When “Peppa Pig” was released in China, it quickly became a hit with children. Surprisingly, it also became a hit with teenagers, who began to use the British cartoon to subvert mainstream values.
How did a pig-ture perfect children’s TV show become such a controversial subject in China?
“Peppa Pig” is a British preschool cartoon television series created by the animation company Astley Baker Davies. The show follows an anthropomorphic pig, Peppa, her family and her friends, and their adventures in their neighborhood. Each episode follows her and her family and/or friends as they do everyday activities, such as going swimming, visiting family or going to the playground.
Since its first airing on May 31, 2004, the series has been watched in over 180 countries and territories and has become a staple of children around the world to the bemusement of parents.
So how did this delightfully British show become a viral hit halfway across the world? Two years after the show arrived in China in 2015, the cartoon pig gained popularity among post-90s young adults who identified with the gangster movement.
These individuals, known as “shehuiren,”—which literally translates to “society person”—are people who run against traditional Chinese values. They are usually poorly educated and do not have a stable job. The shehuiren use the British pig as a subversive gangster icon for ridicule.
According to the state-run Global Times, these individuals are “unruly slackers roaming around and the antithesis of the young generation the [Chinese Communist] Party tries to cultivate.”
This portrayal of “Peppa Pig” first became popular in China after a video of Peppa trying to whistle went viral. In the video, Peppa finds out that everyone else can whistle except for her, including her friend, Suzy Sheep.

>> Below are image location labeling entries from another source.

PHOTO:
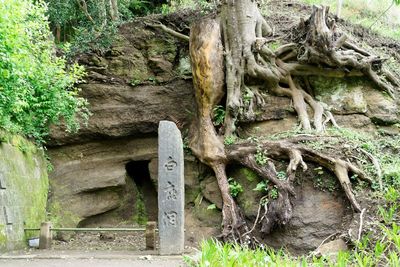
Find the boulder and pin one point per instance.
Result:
(316, 215)
(210, 191)
(331, 248)
(269, 127)
(90, 179)
(122, 110)
(191, 172)
(381, 109)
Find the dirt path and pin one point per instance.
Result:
(69, 258)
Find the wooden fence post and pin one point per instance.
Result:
(150, 235)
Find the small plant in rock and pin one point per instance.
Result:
(211, 207)
(273, 193)
(135, 82)
(261, 187)
(234, 187)
(229, 140)
(281, 175)
(219, 115)
(261, 157)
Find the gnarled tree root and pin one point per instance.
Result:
(279, 211)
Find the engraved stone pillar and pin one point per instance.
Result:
(45, 236)
(170, 189)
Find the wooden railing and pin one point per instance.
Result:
(46, 230)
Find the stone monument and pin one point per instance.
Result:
(170, 189)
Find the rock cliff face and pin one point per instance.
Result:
(106, 174)
(23, 190)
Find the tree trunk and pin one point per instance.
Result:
(114, 10)
(339, 8)
(238, 36)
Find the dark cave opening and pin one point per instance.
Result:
(138, 171)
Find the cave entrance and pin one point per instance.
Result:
(138, 171)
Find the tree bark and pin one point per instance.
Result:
(232, 50)
(114, 10)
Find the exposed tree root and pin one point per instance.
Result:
(317, 49)
(280, 210)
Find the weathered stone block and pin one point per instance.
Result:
(170, 189)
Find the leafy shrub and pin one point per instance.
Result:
(36, 87)
(234, 187)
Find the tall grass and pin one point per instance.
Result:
(369, 14)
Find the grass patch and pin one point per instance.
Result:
(369, 14)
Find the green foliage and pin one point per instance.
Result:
(261, 157)
(234, 187)
(201, 5)
(36, 87)
(218, 115)
(140, 215)
(249, 174)
(211, 207)
(261, 187)
(229, 140)
(281, 175)
(265, 187)
(382, 16)
(383, 252)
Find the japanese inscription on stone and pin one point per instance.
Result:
(170, 189)
(2, 181)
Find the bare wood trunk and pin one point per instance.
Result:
(114, 10)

Many people commented online that it shows “how fake friends work”.
In accordance with the state-surveillance in People’s Republic of China, people cannot directly criticize the government or society, so young people will find roundabout ways to express their opinions.

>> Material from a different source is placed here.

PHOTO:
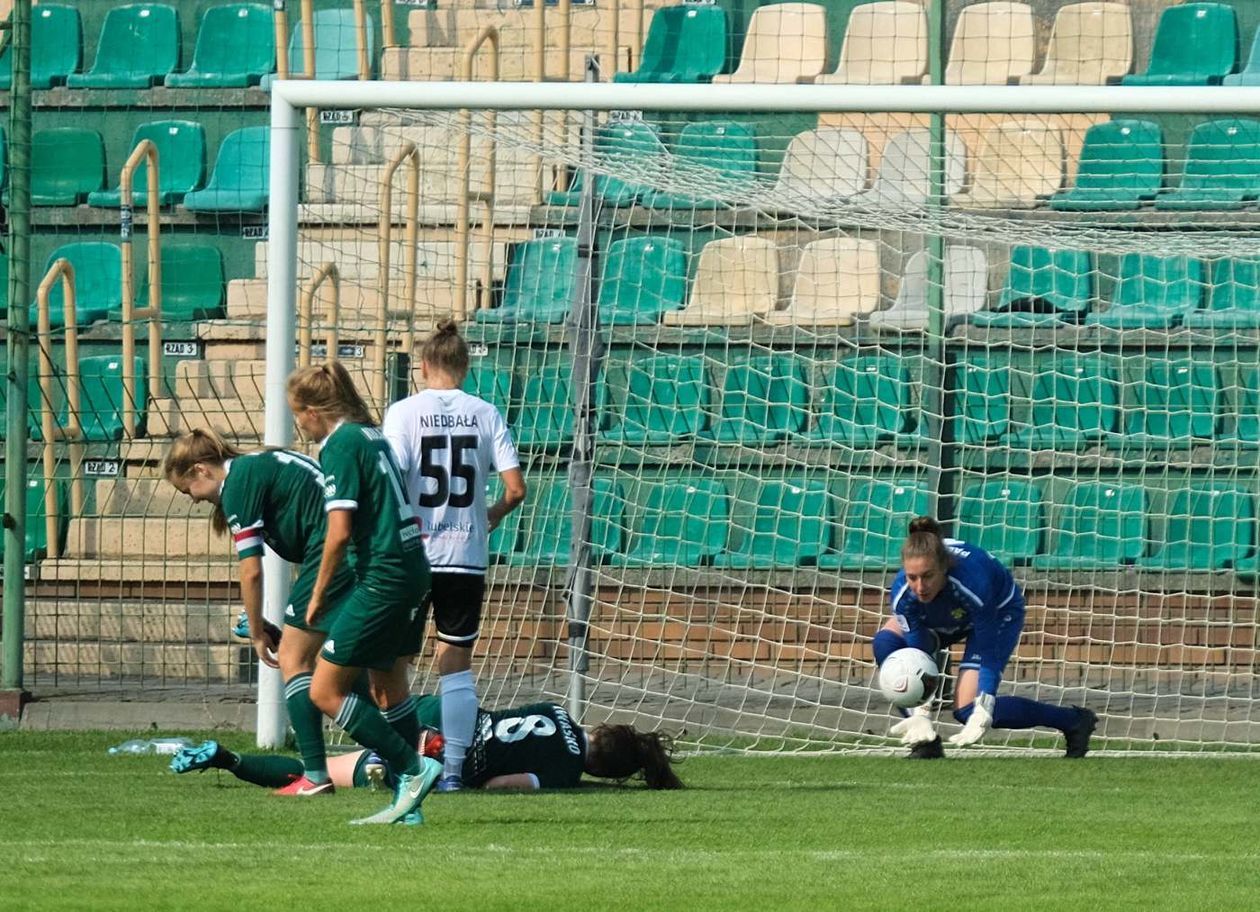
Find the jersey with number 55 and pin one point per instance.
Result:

“In China’s strict environment, it’s hard to directly criticise anything so they use roundabout, joking ways,” said Professor Haiqing Yu, a Chinese digital media and culture expert and a senior research fellow at Royal Melbourne Institute of Technology.
Following the rise in popularity of “Peppa Pig” and related media, popular short-video platform Douyin (similar to TikTok) deleted all 30,000 video clips related to “Peppa Pig.” It is not clear whether this move was directly ordered by the government censors or whether it is self-regulation.
Ironically, this censorship has the opposite effect and has increased the popularity of the pig—two theme parks are set to open in Shanghai and Beijing and a “Peppa Pig” film was released during the Lunar New Year.